Le vieillissement de la population est
dû à la conjonction de 2 phénomènes
: l’allongement de l’espérance de
vie et l’arrivée des enfants du «
baby-boom » à l’âge de la retraite.
Ce vieillissement va se traduire par
une augmentation du nombre de personnes dépendantes,
car les risques d’apparition de la dépendance
croissent avec l’âge. Peu fréquente
avant 75 ans, elle touche 50% des personnes de 85 ans
et 90 % des plus de 95 ans. Selon l’INSEE, le
nombre de personnes dépendantes est actuellement
estimé à 1,5 million.
Le coût de la dépendance
La dépendance est un risque
coûteux qui ne peut généralement
pas être couvert par les seuls revenus du foyer.
Une personne en perte d’autonomie a de nombreux
frais à assumer en plus des dépenses de
la vie courante : frais de santé, aménagements
de la maison, achat de matériel médical,
garde de nuit et de jour, aide ménagère,
services de proximité.
Le coût est variable en fonction du mode d’hébergement
et des habitudes de vie. Il peut atteindre un montant
compris entre 2 600 et 3 000 euros par mois, voire davantage
en région parisienne, pour une prise en charge
dans un établissement spécialisé.
Pour un maintien à domicile, le coût varie
de 1 400 à 3 600 euros par mois.

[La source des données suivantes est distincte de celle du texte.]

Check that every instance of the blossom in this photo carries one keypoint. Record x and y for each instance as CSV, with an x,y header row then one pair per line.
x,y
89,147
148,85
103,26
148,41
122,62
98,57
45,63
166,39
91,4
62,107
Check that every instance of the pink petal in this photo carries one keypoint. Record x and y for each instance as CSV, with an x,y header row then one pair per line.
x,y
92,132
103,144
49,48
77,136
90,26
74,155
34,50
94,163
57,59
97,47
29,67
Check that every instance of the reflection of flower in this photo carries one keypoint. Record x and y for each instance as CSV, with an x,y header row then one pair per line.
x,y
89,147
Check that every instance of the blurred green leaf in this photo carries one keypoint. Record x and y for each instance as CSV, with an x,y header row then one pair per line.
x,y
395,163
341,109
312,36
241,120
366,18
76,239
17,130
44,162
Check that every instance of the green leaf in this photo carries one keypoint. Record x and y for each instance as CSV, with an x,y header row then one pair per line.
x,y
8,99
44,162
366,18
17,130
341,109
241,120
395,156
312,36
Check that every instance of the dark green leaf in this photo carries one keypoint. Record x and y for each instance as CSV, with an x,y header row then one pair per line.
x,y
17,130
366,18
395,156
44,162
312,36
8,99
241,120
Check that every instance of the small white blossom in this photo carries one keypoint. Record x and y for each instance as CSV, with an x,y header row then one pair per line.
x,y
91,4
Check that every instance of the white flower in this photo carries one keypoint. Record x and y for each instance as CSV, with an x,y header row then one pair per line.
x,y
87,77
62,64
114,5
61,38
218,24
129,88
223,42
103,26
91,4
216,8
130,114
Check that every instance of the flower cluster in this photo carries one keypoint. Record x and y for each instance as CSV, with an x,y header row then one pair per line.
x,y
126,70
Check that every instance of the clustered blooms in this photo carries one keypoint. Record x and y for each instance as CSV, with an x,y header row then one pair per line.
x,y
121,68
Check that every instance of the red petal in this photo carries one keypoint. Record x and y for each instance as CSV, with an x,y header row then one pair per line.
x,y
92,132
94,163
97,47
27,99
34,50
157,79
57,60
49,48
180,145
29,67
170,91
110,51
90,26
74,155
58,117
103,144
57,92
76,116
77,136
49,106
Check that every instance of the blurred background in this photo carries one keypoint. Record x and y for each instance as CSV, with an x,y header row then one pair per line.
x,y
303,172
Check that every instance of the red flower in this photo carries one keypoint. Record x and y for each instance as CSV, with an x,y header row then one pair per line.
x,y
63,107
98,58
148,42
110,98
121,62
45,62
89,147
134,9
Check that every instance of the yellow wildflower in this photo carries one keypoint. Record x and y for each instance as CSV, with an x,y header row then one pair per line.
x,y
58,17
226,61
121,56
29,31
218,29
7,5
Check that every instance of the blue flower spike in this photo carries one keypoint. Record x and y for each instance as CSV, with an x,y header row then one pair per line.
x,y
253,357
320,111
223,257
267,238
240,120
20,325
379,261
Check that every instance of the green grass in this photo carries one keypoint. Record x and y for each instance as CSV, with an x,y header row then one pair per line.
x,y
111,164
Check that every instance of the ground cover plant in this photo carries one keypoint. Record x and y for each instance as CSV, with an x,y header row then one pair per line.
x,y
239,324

Ces coûts
sont à rapprocher du montant moyen des pensions
de retraite qui avoisine 1 200 euros par mois.
La prise en charge matérielle et financière
risque de devenir de plus en plus difficile à
assurer.
Actuellement, le rôle de la famille est prépondérant
dans la prise en charge de la dépendance, tant
matérielle, en particulier pour le maintien à
domicile, que financière, le coût de la
dépendance incombant essentiellement à
la famille.
Les aides publiques
L’appui institutionnel est indispensable
et, dès 1994, l’Etat a instauré
le premier dispositif dédié à la
dépendance (la Prestation Expérimentale
Dépendance ou PED), suivi de la Prestation Spécifique
Dépendance (PSD) en 1997. Ce dispositif très
critiqué, en raison notamment de son caractère
inégalitaire, a été remplacé
par l’Allocation Personnalisée à
l’Autonomie, aussi appelée APA, instaurée
par la loi du 20 juillet 2001.
L’Allocation Personnalisée
à l’Autonomie (APA)
L’APA est une aide financière
versée aux personnes dépendantes
âgées de plus de 60 ans, qu’elles
vivent en établissement spécialisé
ou à leur domicile.
Son montant, géré par les Conseils
généraux, relève d’un
barème national et est attribué
sans condition de ressources. Il est toutefois
modulable en fonction du degré de dépendance,
du revenu du bénéficiaire et de
son mode d’hébergement.
Le degré de perte d’autonomie dans
l’accomplissement des actes de la vie quotidienne
est évalué selon la grille AGGIR,
référence officielle du Ministère
de la santé. Cette grille permet de classer
les demandeurs en 6 Groupes Iso-Ressources ou
GIR. Seuls les 4 premiers groupes relèvent
de l’APA.
L’APA est demandée auprès
des Centres Communaux d’Action Sociale (CCAS),
des mairies, du Conseil général.
La demande d’allocation est instruite, pour
sa partie administrative, par le Conseil Général.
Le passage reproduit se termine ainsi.